The purpose of this study is to trace out the development process of international students’ friendship networks in Norway and identify the main factors contributing to this development. This study distinguishes between good friends and close friends within one’s friendship network. A qualitative research strategy was adopted. Data was collected by use of a quasi-longitudinal design and by use of the role-model approach and the affective approach. Twelve international students (six from each year) from three two-year master programmes at the Faculty of Education at the University of Oslo were interviewed approximately one or two months before the end of 2009 spring semester. The similarities and differences between the first year cohort and the second year cohort in terms of the characteristics of the friendship networks and the environmental background of the friendship networks were indentified from the data.

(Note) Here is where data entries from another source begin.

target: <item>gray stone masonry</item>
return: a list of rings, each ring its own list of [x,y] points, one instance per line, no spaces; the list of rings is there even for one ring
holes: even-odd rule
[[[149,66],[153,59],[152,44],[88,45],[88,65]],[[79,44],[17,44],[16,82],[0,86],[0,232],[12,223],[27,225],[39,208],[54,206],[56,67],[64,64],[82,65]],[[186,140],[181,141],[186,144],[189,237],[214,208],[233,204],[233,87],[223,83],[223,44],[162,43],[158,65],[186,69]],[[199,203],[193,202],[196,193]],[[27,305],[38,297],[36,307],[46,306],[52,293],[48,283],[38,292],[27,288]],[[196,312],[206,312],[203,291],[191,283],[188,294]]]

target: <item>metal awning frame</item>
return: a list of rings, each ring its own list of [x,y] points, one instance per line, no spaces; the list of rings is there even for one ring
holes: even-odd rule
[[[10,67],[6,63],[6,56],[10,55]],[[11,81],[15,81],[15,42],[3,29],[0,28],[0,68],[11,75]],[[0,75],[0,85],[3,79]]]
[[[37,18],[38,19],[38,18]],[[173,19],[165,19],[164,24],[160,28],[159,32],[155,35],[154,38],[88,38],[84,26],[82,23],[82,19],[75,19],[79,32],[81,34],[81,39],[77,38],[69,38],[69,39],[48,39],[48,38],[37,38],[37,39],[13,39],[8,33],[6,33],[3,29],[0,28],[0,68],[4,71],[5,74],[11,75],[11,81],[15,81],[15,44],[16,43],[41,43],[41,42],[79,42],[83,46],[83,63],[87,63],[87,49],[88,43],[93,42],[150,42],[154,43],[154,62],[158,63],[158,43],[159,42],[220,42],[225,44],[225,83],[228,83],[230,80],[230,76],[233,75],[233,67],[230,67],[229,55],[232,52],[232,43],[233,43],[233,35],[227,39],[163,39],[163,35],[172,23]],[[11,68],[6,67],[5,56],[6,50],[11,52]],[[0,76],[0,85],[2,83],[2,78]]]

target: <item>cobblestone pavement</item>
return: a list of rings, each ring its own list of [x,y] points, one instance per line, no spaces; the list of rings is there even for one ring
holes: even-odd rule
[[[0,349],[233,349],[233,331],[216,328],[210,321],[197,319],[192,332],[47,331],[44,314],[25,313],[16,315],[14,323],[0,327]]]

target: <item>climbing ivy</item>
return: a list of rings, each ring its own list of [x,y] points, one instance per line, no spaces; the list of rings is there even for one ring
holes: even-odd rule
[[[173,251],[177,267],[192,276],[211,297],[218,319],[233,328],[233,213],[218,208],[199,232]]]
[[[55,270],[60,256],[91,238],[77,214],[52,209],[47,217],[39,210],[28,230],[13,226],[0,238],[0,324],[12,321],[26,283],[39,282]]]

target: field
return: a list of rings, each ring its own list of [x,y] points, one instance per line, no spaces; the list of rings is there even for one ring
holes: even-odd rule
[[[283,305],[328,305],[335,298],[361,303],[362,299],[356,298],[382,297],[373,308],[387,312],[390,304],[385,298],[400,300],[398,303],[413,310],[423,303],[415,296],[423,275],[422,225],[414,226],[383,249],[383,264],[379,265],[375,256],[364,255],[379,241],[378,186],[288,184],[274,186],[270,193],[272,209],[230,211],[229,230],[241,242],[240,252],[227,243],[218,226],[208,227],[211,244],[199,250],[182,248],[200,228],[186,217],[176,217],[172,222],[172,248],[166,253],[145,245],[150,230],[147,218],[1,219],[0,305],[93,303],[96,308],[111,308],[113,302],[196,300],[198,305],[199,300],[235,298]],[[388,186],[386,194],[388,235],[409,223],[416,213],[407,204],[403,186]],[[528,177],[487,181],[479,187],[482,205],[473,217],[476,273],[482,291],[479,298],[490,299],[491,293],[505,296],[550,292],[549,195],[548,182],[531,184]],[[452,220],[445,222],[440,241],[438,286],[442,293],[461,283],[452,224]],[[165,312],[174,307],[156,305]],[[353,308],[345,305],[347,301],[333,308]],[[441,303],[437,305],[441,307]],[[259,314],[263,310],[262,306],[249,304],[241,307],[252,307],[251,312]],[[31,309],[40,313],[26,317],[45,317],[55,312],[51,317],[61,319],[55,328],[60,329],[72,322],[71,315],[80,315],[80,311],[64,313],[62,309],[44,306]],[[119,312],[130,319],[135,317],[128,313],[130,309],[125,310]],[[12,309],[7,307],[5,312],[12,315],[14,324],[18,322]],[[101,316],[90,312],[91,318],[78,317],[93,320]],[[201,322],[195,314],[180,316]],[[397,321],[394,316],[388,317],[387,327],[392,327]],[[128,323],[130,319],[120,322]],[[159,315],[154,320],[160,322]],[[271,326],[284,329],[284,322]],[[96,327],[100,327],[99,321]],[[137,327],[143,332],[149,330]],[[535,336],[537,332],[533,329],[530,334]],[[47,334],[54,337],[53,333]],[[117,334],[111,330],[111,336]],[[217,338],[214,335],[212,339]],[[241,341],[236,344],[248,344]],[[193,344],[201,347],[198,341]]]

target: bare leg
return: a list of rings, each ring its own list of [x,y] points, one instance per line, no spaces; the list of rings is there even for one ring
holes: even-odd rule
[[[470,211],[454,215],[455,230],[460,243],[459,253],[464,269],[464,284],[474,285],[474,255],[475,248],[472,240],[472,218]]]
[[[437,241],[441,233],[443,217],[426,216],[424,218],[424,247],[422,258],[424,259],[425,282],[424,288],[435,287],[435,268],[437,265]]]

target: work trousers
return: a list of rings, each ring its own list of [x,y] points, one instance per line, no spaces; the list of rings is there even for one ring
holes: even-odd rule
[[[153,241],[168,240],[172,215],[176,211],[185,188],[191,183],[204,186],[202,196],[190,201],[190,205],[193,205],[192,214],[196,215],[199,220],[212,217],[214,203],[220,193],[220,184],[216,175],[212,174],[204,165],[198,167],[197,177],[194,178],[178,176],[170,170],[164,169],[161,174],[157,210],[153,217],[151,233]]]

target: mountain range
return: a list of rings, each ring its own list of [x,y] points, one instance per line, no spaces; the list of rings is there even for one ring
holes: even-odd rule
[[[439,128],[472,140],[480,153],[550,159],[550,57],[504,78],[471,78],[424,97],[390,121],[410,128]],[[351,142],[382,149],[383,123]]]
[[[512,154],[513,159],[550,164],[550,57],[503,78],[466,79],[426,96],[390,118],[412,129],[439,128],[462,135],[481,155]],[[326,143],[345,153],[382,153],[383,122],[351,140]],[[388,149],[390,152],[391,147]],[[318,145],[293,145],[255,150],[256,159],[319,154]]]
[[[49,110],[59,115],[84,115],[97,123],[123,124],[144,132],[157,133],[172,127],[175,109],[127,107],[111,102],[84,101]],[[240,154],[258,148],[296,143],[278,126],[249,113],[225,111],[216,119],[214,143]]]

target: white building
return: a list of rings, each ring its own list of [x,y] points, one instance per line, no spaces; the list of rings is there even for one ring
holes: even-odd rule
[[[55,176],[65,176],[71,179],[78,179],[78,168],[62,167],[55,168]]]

The results indicated that the overall friendship network development process can be demarcated by three periods occurring in temporal succession: the initialization, the development and the maintaining and refining of the friendship network. During the first year, the international student’s friendship network development is characterized by an exponential increase of friends, this is termed as a “network developing year.” In other words, the process of tie formation basically takes precedence over the process of tie maintainence and deepening. During the second year, the evolving route of the international student’s friendship network is characterized by the polarizing process, termed as the “network maintaining and refining year.” That is to say the process of tie maintainence and deepening basically gains ascendency over the process of tie formation. It should be highlighted that students also benefit greatly from the pre-context social capital. So, pre-context can be termed as the ”inception ( initialization) of the friendship network.” All the international students’ friendship networks more or less converge on this three-period development route.
On top of this, the results show that the differences of the number of local ties within one’s friendship network composition might be mainly influenced by personal determinants while the dynamics of the overall network size may be mainly influenced by environmental determinants.